Elecciones
Congratulations to Dom McKoy for being the 1st sophomore (junior next year) to be elected for a student body office in a long time. I should have run for something, but to class elections it is for me. All of the speeches were painfully bad... no offense to anyone, but they were. And for the second year in a row too! I'm starting to dislike the direction that Lovelin is taking Leadership. Rather than my vision of semi-corporate-style brainstorming sessions and doing interesting and tangible things, it's kind of turning into something like "let's improve our leadership skills through expensive seminars and camps, then trying to unify people through 'spirit-building' activities, and use our crappy useless new knowledge to continue to do the same boring things slightly differently." I realized that it was time to resist when Lovelin started talking about "leadership camps" over the summer. It's all too people-oriented and not idea-oriented enough. We should be spending more time thinking of ideas for doing, rather than interpersonal relations building. It's not that the latter is not of use, it's just that I find it miserably boring and generally useless. So support the cult of thought and ideas, not... whatever the heck this other thing might be called. But to give Lovelin some credit, he is making the whole affair more student-run, and cleaning up the disastrous mess of laziness and ineffectiveness that is the legacy of the former activities director.

adam, i have to disagree with you on this leadership direction thing. this year we got nowhere, and i think that all we need is some better leadership skills to really take charge. we wouldn't be dedicating all of our time towards working on these skills, that would just be on the side. i for one am excited.
I hate to sound like a heartless Mr.
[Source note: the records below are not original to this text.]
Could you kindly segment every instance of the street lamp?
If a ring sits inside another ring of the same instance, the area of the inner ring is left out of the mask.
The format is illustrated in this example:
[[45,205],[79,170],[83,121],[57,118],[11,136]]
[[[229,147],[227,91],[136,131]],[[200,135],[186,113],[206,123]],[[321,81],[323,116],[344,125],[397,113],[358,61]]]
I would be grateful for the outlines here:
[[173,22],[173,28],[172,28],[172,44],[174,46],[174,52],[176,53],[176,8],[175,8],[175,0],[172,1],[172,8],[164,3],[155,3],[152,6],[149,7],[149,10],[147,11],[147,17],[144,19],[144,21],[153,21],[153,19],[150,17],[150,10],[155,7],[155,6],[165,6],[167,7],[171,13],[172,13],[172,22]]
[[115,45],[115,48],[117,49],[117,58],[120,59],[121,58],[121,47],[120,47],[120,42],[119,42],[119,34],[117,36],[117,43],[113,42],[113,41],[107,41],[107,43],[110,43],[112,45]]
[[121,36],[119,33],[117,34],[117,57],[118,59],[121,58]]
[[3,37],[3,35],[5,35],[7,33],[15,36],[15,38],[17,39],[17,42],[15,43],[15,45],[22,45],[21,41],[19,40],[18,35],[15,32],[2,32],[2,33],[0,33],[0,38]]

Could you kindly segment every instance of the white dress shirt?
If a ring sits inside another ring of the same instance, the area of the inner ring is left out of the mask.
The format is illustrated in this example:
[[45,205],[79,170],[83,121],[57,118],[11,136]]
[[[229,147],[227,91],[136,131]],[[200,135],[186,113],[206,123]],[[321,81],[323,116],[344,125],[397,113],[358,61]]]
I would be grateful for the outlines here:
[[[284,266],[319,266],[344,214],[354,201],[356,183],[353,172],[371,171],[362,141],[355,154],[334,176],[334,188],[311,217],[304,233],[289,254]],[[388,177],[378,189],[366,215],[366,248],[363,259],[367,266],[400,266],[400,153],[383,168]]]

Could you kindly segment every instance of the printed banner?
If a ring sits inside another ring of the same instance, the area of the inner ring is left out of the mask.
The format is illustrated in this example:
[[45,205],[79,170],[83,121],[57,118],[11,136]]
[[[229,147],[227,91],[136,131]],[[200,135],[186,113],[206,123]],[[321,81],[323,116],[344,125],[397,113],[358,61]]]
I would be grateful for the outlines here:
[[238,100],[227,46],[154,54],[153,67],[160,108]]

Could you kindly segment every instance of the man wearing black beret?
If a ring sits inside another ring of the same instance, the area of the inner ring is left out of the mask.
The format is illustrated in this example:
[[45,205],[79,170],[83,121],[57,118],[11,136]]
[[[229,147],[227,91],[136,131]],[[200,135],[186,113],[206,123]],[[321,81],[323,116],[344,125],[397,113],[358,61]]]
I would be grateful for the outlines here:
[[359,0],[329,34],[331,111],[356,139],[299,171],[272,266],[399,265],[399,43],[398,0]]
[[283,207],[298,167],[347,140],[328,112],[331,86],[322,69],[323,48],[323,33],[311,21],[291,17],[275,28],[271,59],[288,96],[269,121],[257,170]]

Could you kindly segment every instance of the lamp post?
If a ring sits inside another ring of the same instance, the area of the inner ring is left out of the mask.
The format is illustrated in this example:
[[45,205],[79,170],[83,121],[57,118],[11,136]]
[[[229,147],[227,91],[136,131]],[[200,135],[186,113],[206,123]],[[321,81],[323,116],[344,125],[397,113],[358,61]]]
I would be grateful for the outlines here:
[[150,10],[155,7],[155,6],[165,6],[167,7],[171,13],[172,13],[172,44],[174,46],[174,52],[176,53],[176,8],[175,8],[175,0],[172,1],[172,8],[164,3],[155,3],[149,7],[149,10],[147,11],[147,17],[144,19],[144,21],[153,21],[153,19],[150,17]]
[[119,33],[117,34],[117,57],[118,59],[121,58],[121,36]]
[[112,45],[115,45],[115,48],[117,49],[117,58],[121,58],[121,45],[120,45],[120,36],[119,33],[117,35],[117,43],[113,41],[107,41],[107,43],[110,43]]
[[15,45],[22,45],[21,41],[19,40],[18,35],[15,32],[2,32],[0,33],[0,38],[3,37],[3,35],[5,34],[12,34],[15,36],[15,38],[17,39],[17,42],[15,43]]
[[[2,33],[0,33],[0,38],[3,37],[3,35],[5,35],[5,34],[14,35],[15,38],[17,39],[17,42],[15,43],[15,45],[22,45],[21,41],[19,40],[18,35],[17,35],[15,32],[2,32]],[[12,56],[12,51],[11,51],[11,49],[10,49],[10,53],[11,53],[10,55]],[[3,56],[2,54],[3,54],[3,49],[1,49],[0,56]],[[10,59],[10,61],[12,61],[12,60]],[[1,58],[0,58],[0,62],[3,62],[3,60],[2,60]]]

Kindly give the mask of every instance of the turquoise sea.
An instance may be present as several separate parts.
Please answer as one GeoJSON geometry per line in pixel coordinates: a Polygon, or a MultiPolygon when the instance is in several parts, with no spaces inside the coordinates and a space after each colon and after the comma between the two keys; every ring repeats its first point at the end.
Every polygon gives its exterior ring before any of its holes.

Jaggers or psychotic social-Darwinist, but I think the key to the improvement of leadership is removal of "dead wood." An attempt to purge the ineffective and lazy from leadership through a fundamental cultural change of the class (i.e. from a class where not showing is totally admissible, to one where non-participation is totally unadmissible). Lovelin's already part of the way there, but it's going to take more new people who are not burdened by the old ideas of laziness. Essentially transform leadership from a largely obnoxious group of popularity-elected bozos, to a group of artistic, intelligent, and dedicated individuals. But then again, the fundamental problem with democratic systems is that they appeal to the masses, who may not have the best judgement on the proper course for a society. Explained in US history-terms, it's like the difference between the Harding administration and the Kennedy administration.
Mahan's speech sounded like an internet forward that I delete weekly. Two others sounded like they had their speeches word by word memorized and came across as very insincere.
Carl Larson should have been the ASB president!!!
Yeah, he probably should have. I admit it, I voted for Mahan, simply because I had already told him I would, and I sit next to him in math. Plus, he's a good student, and I think his speech was simply his giving in to the fact that most of the student body is not impressed by big ideas, but simply by being funny. But I'm sure he'll do a decent job.